5 Interesting Facts and Explanations

  1. After being recognized as the discoverer of iodine, Bernard Courtois continued with the production of iodine and iodine salts.  In 1831, L’Académie Royale des Sciences, i.e. the Royal Academy of Sciences awarded him the Montyon Prize and 6,000 francs as a reward for his monumental discovery of a chemical element with exceptional medicinal value. Unfortunately, he failed to obtain a certificate of the invention for the discovery which left his family in poverty, despite his great contribution to the world of science. 
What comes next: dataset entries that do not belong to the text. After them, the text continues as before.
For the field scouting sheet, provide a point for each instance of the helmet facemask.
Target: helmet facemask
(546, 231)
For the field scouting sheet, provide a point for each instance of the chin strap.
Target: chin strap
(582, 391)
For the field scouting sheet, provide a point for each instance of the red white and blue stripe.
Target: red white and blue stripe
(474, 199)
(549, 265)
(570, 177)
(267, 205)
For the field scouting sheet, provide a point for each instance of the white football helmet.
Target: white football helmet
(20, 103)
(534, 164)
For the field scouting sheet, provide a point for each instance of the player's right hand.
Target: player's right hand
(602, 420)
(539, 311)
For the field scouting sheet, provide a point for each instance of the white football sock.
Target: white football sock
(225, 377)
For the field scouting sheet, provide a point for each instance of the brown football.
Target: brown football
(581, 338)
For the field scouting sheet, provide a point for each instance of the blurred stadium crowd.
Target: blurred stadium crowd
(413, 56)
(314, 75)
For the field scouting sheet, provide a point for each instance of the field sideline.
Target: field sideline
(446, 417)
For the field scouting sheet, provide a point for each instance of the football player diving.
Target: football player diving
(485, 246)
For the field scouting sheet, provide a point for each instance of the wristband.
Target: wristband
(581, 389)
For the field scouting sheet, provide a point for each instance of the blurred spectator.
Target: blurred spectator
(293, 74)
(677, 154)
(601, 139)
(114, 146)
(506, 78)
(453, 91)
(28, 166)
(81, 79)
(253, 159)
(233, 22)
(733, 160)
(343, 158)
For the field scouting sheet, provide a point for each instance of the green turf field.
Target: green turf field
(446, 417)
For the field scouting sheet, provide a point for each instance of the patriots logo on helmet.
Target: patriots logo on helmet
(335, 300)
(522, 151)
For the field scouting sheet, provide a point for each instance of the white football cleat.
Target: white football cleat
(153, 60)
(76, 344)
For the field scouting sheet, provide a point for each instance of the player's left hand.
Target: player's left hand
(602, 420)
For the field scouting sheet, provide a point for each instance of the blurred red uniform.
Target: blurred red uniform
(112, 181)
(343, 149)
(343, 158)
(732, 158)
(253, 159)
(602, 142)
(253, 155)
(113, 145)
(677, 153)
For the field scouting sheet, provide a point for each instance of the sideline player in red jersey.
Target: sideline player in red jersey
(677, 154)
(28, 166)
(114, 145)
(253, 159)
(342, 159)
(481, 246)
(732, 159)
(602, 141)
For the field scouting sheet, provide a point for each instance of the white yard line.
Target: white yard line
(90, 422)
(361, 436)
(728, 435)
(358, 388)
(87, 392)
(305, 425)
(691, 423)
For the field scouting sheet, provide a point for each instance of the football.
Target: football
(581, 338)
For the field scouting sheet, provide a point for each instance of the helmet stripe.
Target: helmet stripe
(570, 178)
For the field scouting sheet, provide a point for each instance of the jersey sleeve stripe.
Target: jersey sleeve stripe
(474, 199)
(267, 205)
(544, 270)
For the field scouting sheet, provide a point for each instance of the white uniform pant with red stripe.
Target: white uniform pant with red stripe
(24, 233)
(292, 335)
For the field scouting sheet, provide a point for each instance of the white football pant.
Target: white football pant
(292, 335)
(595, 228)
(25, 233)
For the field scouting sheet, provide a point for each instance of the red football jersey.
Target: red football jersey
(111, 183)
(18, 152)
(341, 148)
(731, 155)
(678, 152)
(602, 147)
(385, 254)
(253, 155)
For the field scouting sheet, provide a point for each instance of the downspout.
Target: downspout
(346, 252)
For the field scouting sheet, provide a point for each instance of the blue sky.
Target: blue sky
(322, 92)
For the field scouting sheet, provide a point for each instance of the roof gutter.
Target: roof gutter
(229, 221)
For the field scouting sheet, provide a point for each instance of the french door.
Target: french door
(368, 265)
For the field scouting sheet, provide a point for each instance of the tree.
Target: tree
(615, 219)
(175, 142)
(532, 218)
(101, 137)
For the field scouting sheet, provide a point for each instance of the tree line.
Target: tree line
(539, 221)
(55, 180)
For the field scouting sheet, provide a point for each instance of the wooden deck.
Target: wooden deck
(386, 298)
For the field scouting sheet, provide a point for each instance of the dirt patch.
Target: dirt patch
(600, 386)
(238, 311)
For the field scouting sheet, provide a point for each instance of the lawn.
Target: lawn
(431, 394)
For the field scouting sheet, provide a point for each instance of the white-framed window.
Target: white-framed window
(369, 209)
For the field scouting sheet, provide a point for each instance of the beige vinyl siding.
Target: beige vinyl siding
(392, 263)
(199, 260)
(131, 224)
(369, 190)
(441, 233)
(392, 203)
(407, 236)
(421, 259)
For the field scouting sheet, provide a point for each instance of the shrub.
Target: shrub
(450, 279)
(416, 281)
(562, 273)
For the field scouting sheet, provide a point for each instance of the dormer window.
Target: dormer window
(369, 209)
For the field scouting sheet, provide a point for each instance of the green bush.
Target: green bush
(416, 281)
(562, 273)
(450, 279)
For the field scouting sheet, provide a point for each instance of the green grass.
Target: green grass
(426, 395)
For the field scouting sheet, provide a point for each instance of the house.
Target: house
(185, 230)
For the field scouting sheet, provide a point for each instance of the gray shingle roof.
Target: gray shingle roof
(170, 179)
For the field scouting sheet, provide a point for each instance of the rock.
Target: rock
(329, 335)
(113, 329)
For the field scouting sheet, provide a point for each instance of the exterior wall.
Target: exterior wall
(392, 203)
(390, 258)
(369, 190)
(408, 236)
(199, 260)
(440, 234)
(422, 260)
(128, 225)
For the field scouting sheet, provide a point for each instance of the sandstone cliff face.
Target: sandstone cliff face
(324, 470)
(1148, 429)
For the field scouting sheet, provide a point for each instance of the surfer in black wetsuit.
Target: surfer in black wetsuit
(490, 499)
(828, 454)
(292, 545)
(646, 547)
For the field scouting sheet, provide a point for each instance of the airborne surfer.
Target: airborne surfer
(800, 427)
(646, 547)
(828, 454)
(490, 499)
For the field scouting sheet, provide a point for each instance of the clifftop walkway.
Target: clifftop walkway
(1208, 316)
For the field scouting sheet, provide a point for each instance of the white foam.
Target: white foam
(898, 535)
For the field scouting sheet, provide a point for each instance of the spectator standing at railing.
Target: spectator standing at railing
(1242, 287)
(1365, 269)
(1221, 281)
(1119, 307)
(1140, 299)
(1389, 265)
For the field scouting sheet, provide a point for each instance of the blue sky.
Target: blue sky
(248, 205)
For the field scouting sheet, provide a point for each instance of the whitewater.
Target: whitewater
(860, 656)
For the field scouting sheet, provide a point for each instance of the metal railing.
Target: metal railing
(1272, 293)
  2. For more than 50 years it was believed that Sir Humphry Davy was the discoverer of the chemical element iodine because he was the last chemist to support the scientific evidence derived from the research conducted by Courtois, Desormes, and Clément. Due to this misunderstanding, Sir Davy had to submit a letter of explanation to the Royal Institution in London that he was mistakenly assumed as the discoverer of element 53. After this, Courtois was rightfully recognized as the discoverer of iodine (I).
  3. Armand Séguin (1765-1835) is a French chemist who, in collaboration with his colleagues, succeeded in discovering morphium (with Bernard Courtois), determined the composition of the molecule of water (with Nicolas-Louis Vauquelin), and pioneered the studies on the function of the human metabolism (with Antoine Laurent Lavoisier). Additionally, by performing individual chemical experiments, Séguin discovered the method of tanning leather which brought him significant fortune. 
  4. The people who live in countries where the soil contains very little iodine are in greater need of iodine nutrition. New Zealand and countries in  South Asia, Southeast Asia, and Europe are considered to be on that list. 
  5. Low iodine concentrations in the breast milk of lactating mothers that can lead to hypothyroidism in their children can be assigned to the unhealthy habit of smoking.